ENNODIUS A MAXIME SÉNATEUR.
Cette lettre fut écrite avant la 23e du VIIe livre qui a trait également au mariage de Maxime (aucun lien avec la précédente lettre). Ennodius malade ne pouvant y assister, envoie au futur époux l’expression de ses vœux.
Bene disponantur superno vota nostra judicio. Ipse ad nuptias tuas veniat, qui primo parenti, dum adhuc nativa immortalitate gauderet, supernæ benedictionis munus indulsit. Faciat tibi Christus noster nec custoditæ integritatis fructum perire, nec munera nuptiarum. Sic virginitas prosit ad sobolem, ut castitati tuæ fecunditas nihil decerpat: et miro dispensationis arcano, nec sæculo, dum pater es, pereas, nec Dei gratiæ, dum pudicus. Veniat super te quod Isaac juniori filio pie inductus optavit. Illis domum socrus auspiciis uxor intrœat, quibus ad Tobiæ penetralia nurus accessit, sit tibi causa perfectæ dilectionis in conjuge, in te virginitas custodita. Solam illam deputatam tibi noveris, cui te quasi non esses, ex mundi fæce servasti. Ecce quia venire non potui, oratione non desum. Domine mi, spero ut, honore salutationis accepto, quæ a me directa sunt, dignanter accipias.

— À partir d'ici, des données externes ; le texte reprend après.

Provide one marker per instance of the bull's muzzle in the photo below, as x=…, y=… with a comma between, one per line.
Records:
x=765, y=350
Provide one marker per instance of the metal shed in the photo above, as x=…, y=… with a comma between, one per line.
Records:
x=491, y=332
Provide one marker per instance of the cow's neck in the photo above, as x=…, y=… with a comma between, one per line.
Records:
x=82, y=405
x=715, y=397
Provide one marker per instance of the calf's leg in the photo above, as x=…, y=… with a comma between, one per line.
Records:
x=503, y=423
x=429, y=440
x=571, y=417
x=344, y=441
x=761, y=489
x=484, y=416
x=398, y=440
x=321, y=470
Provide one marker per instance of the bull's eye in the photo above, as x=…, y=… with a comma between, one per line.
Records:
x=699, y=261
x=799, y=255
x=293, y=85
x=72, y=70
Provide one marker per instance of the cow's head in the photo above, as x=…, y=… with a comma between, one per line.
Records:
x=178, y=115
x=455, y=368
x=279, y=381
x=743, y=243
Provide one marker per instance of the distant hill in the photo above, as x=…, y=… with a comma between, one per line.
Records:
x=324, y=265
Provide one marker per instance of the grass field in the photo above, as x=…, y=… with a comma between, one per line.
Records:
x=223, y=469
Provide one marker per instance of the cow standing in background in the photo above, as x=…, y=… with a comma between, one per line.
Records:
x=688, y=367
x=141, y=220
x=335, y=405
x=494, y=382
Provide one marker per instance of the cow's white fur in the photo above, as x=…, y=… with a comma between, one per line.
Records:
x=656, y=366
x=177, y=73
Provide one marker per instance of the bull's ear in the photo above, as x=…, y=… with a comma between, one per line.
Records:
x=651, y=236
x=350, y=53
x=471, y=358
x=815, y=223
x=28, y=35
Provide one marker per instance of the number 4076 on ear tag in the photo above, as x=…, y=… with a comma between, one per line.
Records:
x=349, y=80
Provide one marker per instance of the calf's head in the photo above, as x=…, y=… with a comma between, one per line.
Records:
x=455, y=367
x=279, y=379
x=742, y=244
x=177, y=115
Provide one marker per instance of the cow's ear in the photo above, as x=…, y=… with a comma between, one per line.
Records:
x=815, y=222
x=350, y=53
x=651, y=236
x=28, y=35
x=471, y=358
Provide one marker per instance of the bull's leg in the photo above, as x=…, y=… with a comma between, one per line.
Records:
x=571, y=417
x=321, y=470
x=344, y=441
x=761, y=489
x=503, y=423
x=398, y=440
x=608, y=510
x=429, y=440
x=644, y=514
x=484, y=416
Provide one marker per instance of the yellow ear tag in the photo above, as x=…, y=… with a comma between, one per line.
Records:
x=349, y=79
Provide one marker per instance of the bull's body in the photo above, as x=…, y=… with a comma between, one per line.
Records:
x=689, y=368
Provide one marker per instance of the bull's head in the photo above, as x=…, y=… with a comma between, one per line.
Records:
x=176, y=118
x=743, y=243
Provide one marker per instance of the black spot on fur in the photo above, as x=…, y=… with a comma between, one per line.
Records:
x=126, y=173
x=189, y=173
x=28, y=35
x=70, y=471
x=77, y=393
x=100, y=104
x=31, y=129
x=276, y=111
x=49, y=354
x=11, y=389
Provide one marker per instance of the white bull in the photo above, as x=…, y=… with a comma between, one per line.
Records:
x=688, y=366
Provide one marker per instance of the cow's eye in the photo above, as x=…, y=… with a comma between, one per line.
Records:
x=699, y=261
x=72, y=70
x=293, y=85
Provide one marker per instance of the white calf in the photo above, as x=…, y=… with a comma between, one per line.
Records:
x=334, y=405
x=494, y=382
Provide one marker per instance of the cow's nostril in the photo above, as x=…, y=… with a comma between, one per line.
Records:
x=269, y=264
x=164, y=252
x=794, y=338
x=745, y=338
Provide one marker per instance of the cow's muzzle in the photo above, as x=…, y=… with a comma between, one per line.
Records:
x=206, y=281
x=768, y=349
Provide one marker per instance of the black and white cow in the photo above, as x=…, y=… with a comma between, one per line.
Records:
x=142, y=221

Que vos vœux trouvent dans le conseil divin un favorable accueil; qu’à vos noces vienne Dieu lui-même qui accorda au premier père, encore en possession de l’immortalité originelle, la faveur de sa bénédiction. Daigne notre Christ vous accorder de ne perdre ni le fruit de la vertu que vous avez gardée, ni les avantages des noces. Qu’ainsi la virginité tourne à l’avantage de la famille, et que votre chasteté n’y perde rien ; par un dessein admirable de la Providence, le siècle ne perdra rien en vous, puisque vous serez père, ni la grâce divine, puisque vous serez pudique. Obtenez ce qu’Isaac, pieusement sollicité, souhaita à son fils le plus jeune. Que votre femme entre dans la maison de sa belle-mère sous ces mêmes auspices qui accompagnèrent au foyer de Tobie sa belle-fille. Trouvez en votre épouse le motif d’un amour parfait et qu’elle le trouve en vous dans la virginité si fidèlement gardée. Croyez que celle qui vous est choisie est l’unique à laquelle, comme si vous n’étiez pas de ce monde de corruption, vous vous êtes gardé. Je n’ai pu venir, mais je suis présent par la prière. Je vous salue et j’espère, cher seigneur, que vous daignerez agréer mon envoi.